Uitspraak
mr. A.A. den Hollanderte Middelharnis,
[…], overleden op 23 januari 2014,
mr. S. van der Hartte Amsterdam.
Gerechtshof Amsterdam
In deze zaak, die voor het Gerechtshof Amsterdam diende, ging het om een hoger beroep van een uitspraak van de rechtbank Amsterdam. De appellante, vertegenwoordigd door mr. A.A. den Hollander, had een vordering ingesteld tegen de gezamenlijke erven van een overleden persoon, vertegenwoordigd door mr. S. van der Hart. De kern van het geschil betrof de bindende vaststelling van de omvang van het te verrekenen vermogen op basis van een dadingsovereenkomst die op 9 april 2001 was gesloten. De appellante vorderde onder meer wijziging van de dadingsovereenkomst wegens dwaling, bedrog of misbruik van omstandigheden, en stelde dat de vaststelling van het gezamenlijke vermogen door een RA niet correct was geweest.
De rechtbank had de vorderingen van de appellante afgewezen, waarna zij in hoger beroep ging. Het hof oordeelde dat de dadingsovereenkomst geen nadere bepalingen bevatte over de waarderingsgrondslagen en dat de appellante geen feiten had aangedragen die de stelling ondersteunden dat de dadingsovereenkomst onterecht was of dat er sprake was van dwaling of bedrog.

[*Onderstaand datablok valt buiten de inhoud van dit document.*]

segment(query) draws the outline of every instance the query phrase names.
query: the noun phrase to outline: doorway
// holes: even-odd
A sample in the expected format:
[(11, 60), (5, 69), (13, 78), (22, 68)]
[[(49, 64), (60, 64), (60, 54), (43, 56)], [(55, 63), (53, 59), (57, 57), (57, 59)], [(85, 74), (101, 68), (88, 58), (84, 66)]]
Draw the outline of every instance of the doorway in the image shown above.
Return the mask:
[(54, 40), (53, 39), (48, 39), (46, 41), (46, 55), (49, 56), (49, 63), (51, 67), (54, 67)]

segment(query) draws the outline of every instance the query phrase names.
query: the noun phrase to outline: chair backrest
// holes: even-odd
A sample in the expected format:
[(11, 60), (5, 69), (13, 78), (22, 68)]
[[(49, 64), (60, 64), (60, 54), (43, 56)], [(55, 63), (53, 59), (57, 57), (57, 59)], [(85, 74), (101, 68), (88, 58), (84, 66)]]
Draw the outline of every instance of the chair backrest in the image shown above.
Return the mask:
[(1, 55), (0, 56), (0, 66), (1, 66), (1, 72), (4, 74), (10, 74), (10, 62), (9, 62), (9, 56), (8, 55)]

Het hof concludeerde dat de appellante niet had aangetoond dat de waardering van de fiscale latenties door de RA onaanvaardbaar was en dat de dadingsovereenkomst in stand moest blijven.
Uiteindelijk bekrachtigde het hof het vonnis van de rechtbank en wees het de vorderingen van de appellante af. De proceskosten werden gecompenseerd, gezien de partnerrelatie tussen de partijen. Dit arrest werd uitgesproken op 16 september 2014.